Why? Because to the offeror it is not  important the warranty of a fair price is “granted” by the condition that the offeror needs to achieve more than 90% of the voting rights comprised in the bid (targeted votes). In fact, that price is (was) decided by himself. To the offeror it is not important to have agency control mechanisms. Once an offeror has acquired 90% of the float, the rights of the remaining shareholders are of no concern.

This means obtaining 90 % of the targeted voting rights are required to ensure the fairness of the price for the squeeze-out rule, however, the same is useless and harmful considering the sell-out right rule.

SLIDE 16 – Driven by our experience, and in order to protect minority shareholders, we believe Member States should introduce the sell-out rights, (only) in accordance with Article 15 (2. a) of the Takeover Directive, i.e., in the situation where the offeror holds securities representing not less than 90 % of the capital carrying voting rights, but not 90 % of the targeted votes. 

I think it is necessary to conduct an urgent study and survey at the European level in order to understand and to examine the nature of the real risks and costs associated with the failure of the squeeze-out and sell-out rights, considering the two options available in The Directive. 

Also related to sell-out rights and the protection of minority shareholders, is a new and bizarre question which arose in Portugal, in 2015, when the Portuguese Securities Commission (CMVM) took an illegal administrative decision by refusing the right of sell-out to all holders of the remaining shares (ISIN:PTEOT0AM0005) of Espírito Santo Saúde, SGPS, S.A. acquired after the period of the offer made by Fidelidade – Companhia de Seguros, S.A. (14th October 2014), an ex- state owned company.

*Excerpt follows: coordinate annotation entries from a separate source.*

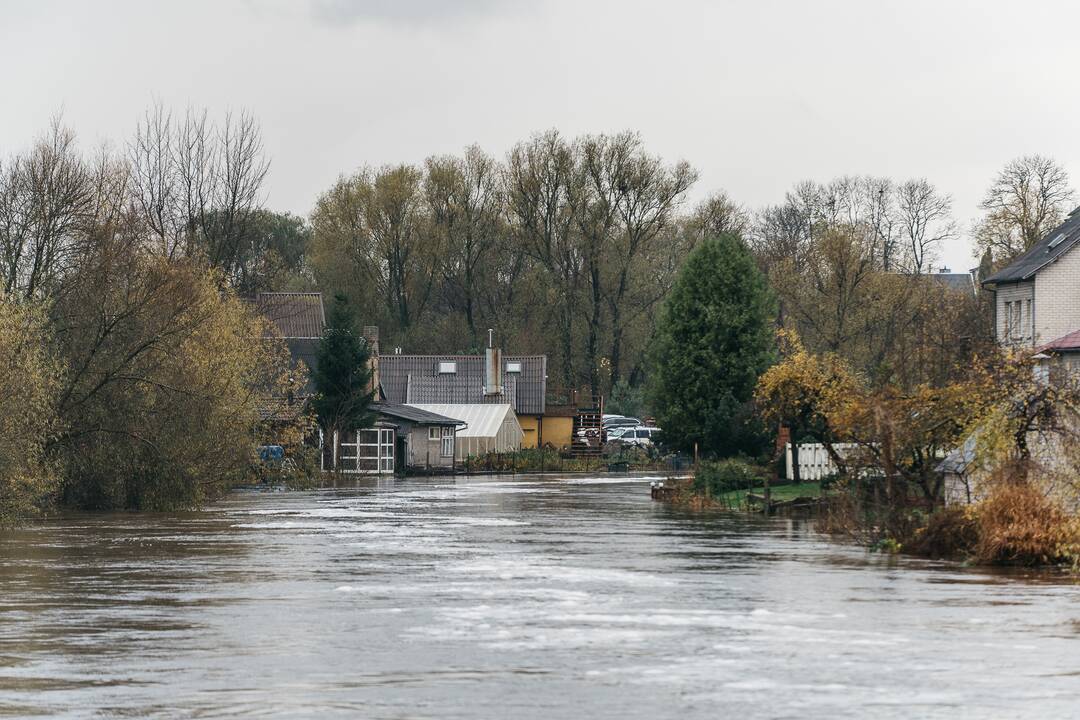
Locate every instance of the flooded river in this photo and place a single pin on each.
(512, 597)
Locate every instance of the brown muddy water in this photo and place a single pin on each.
(512, 597)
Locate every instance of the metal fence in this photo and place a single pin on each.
(814, 461)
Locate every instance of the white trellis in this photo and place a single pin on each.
(814, 461)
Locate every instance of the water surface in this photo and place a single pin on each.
(512, 597)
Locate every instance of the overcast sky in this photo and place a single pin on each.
(756, 94)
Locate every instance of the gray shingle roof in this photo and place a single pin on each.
(1054, 245)
(415, 379)
(961, 282)
(297, 315)
(415, 415)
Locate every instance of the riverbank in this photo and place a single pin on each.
(538, 597)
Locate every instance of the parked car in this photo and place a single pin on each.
(640, 435)
(613, 421)
(594, 436)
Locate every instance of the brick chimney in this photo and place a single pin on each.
(493, 367)
(372, 336)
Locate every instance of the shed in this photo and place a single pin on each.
(488, 428)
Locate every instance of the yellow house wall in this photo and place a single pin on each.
(529, 426)
(557, 432)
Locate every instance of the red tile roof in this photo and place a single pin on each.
(1064, 343)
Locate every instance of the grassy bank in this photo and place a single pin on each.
(777, 492)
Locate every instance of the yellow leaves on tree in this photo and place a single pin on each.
(30, 380)
(170, 382)
(802, 391)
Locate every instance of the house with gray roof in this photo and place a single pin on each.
(298, 318)
(1037, 296)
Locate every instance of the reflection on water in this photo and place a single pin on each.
(516, 597)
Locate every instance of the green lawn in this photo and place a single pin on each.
(780, 492)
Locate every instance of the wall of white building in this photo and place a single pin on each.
(1015, 306)
(1057, 298)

Regarding the Takeover bid made by Fidelidade – Companhia de Seguros, S.A., (the offeror), once the takeover offer resulted in the acquisition of at least 90 % of targeted votes and 90 % of the capital holding voting rights, that fact gave rise to the birth of the squeeze-out rights.

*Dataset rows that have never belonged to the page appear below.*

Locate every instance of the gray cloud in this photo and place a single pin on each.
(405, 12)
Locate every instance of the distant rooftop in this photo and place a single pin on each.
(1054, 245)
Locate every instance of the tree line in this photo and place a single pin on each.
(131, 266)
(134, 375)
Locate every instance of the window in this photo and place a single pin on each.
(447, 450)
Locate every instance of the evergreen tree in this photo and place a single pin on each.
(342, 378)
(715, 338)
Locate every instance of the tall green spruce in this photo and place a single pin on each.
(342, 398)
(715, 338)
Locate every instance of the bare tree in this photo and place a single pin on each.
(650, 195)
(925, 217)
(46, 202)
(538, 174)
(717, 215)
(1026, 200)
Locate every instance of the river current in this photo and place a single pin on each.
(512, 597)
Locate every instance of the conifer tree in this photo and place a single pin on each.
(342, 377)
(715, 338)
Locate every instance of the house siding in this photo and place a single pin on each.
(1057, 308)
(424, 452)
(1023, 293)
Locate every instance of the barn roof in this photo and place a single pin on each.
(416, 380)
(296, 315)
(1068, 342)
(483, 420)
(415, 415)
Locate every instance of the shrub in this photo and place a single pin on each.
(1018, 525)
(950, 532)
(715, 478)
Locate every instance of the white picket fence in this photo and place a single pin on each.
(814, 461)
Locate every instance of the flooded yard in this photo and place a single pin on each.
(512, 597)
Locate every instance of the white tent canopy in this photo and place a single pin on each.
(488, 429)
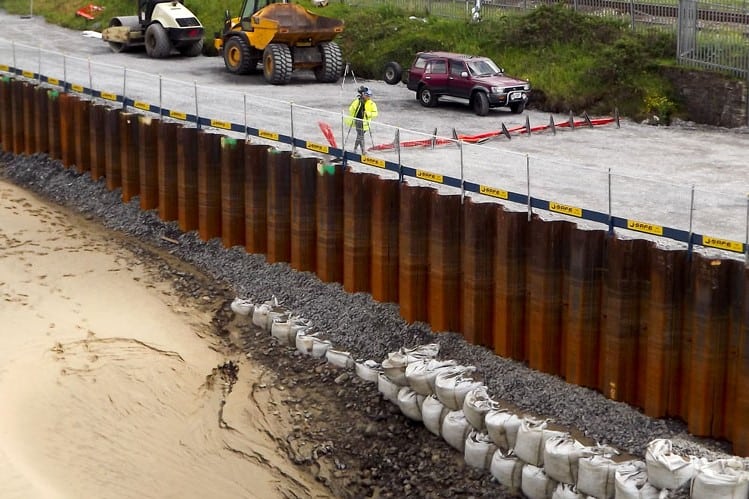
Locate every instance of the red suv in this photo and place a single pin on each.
(477, 79)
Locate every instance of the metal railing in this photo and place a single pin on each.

The squeeze-out rights (both the right of the offeror to acquire the remaining shares: squeeze-out right, and the right of the target company shareholders to require a buy-out: sell-out right), applies to any shares “to which the offer relates”. An offer is typically stated to apply to any shares of the relevant class in issue or to be issued.

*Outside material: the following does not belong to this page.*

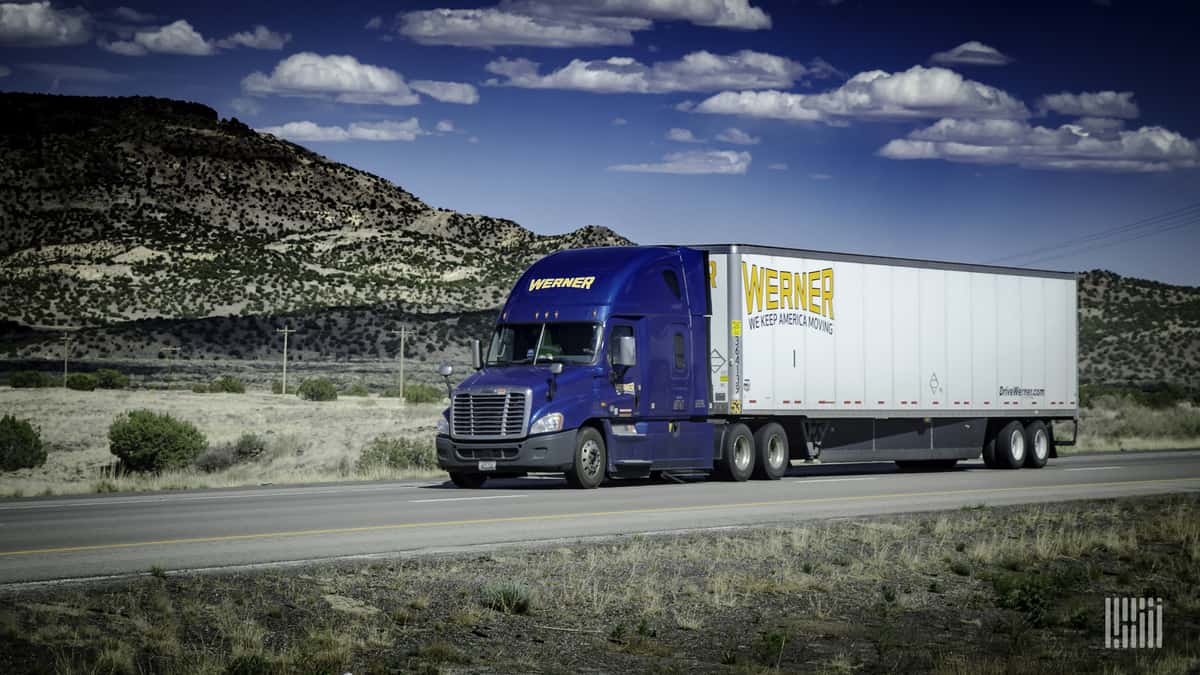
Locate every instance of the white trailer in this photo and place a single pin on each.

So, if the shares are acquired after an offer has closed but are shares to which the offer relates, carrying voting rights in the offeree`s company, they should undoubtedly fall within the squeeze-out and sell-out rights.

Against all previous practices in Portugal and in the rest of EU, Portuguese Securities Commission (CMVM) breached application of Union law, namely the provision of Article 16 of The Directive 2004/25/EC, by refusing the right of sell-out to all holders of the remaining shares.

It is extremely important for EU financial markets and specifically to Portuguese minority shareholders to clarify this question and the correct application of the law, because, in 2016, Portuguese courts gave preliminarily reason to CMVM`s procedure, with the allegation that the concept of remaining shares is only applicable to those shares acquired before the close of an offer, contradicting the Directive and the protection of the minority shareholders.

In my view, the intervention of The Court of Justice of the European Union is necessary.

Furthermore an urgent response is needed to clarify the Directive related to this issue, and to ensure EU Law is interpreted and applied uniformly in every EU country. This is of great importance considering Portuguese courts are known to take a decade to or more to issue final verdicts on such matters.